One of the arguments against having a dedicated team reviewing every line of code for submitted plugins is that there are already a large amount of eyeballs looking over code. Since everything is open-source, anyone can review the code. If the results of the report published by Checkmarx is any indication, there are not enough security minded folks dissecting plugins. It’s even more worrisome when you consider the results were based on the 50 most popular plugins. Those plugins should have had the most scrutiny considering their popularity yet, they contained vulnerabilities.
A Big Problem With No Easy Answer:
On the surface, plugin security is a big problem that can not be solved with one action. Instead, it’s going to take a multi-layered approach. Education is key. The plugin developer handbook being worked on as part of the handbook series of projects should be the starting point for all WordPress plugin developers. Especially part three which focuses on plugin security.

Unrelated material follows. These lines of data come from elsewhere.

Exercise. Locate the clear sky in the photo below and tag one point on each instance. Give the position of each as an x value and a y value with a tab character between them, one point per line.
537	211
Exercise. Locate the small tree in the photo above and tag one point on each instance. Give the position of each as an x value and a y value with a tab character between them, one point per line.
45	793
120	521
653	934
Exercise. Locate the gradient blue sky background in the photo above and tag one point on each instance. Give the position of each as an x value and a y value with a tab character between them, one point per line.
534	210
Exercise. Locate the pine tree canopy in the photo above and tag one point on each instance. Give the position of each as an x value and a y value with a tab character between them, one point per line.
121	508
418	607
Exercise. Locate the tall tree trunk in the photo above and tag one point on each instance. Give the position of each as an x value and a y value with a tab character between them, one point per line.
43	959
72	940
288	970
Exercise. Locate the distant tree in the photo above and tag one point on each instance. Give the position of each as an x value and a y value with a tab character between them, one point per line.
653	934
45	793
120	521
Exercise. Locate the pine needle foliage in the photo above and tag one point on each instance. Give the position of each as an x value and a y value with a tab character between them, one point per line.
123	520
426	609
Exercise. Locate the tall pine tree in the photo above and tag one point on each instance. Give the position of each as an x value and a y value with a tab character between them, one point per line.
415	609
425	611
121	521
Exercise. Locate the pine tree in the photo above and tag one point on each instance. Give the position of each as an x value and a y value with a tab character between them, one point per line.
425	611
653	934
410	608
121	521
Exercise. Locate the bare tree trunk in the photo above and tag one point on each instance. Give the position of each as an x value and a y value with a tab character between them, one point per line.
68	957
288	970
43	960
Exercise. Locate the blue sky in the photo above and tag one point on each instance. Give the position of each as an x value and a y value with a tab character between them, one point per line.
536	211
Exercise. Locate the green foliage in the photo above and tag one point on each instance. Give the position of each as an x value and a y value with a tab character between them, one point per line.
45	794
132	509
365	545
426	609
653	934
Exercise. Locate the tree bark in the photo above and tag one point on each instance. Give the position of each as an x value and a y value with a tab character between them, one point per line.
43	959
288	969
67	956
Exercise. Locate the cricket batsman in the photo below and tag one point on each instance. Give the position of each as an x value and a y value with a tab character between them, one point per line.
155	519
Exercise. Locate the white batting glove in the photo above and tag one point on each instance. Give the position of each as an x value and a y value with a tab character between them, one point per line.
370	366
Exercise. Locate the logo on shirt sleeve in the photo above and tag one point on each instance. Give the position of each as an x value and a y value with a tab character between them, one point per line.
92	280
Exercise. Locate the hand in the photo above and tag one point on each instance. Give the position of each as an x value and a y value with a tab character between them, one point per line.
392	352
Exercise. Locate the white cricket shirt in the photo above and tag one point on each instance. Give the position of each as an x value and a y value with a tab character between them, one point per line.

If Checkmarx is able to create an automated scanning analysis tool to discover vulnerabilities within the source code of plugins, why hasn’t the plugin repository come up with something similar that plugin authors could use as a tool or resource? At the very least, create a plugin that has the scanner built-in. Or, use the scanner as part of the process to review plugins and send them back to the author if a vulnerability is discovered.
The biggest impact and the one that would make all WordPress users safer would be implementing stricter policies with plugins on the repository. Unfortunately, restrictions and policies go against the open-source nature of WordPress. There is a fine line between the amount and difficulty of rules to be hosted on the repository versus going at it alone. I’d hate to see plugin authors give up hosting on the repository simply because it’s too difficult because of the policies. Some would even argue that the guidelines currently in place make it too difficult to be hosted on the repository.
By the way, if you think someone would be able to make a buck by reviewing code for themes and plugins, you’re wrong. Sites such as DevPress Code Review were launched only to disappear and ideas like WPCodeReview.com were discussed but never materialized. While a good idea that was backed by people on the WordPress Hackers mailing list, reality proved otherwise.
Throwing My Hands Up In The Air:
I don’t know what it’s going to take to solve the problem of plugin security. The more I think about it, the more it seems like it’s a necessary evil of open-source software. For as long as I’ve been active in the WordPress community, it’s been accepted by many that the plugin repository is filled with insecure code. The report by Checkmarx not only verifies that thinking, but shows that the problem could be bigger than anyone thought. One of the most unfortunate things about third-party plugins and themes is that if a site is compromised because of them, WordPress usually ends up taking the blame.
It’s depressing to think that so many people who love using WordPress are going to end up needing to hire someone to monitor their sites full-time or plunk down cash on something like VaultPress because of the epidemic of plugin vulnerabilities. The ease and joy of using WordPress quickly goes out the window with the introduction of the webmaster security hat. I think it’s reasonable to believe that the last thought on most WordPress users minds who add functionality to their site through plugins are not wondering if whether or not that plugin contains a security vulnerability. They just want that plugin to work without breaking anything else. To a point, I don’t think they should have to worry about it. WordPress users are repeatedly told to install/use plugins from a trusted source, the most trusted source being the WordPress plugin repository. What good is a plugin repository with thousands of plugins if all they end up being are ingredients to a toxic soup of disaster?
As the plugin repository continues to increase in size, so does the epidemic. WordPress community, what is the cure?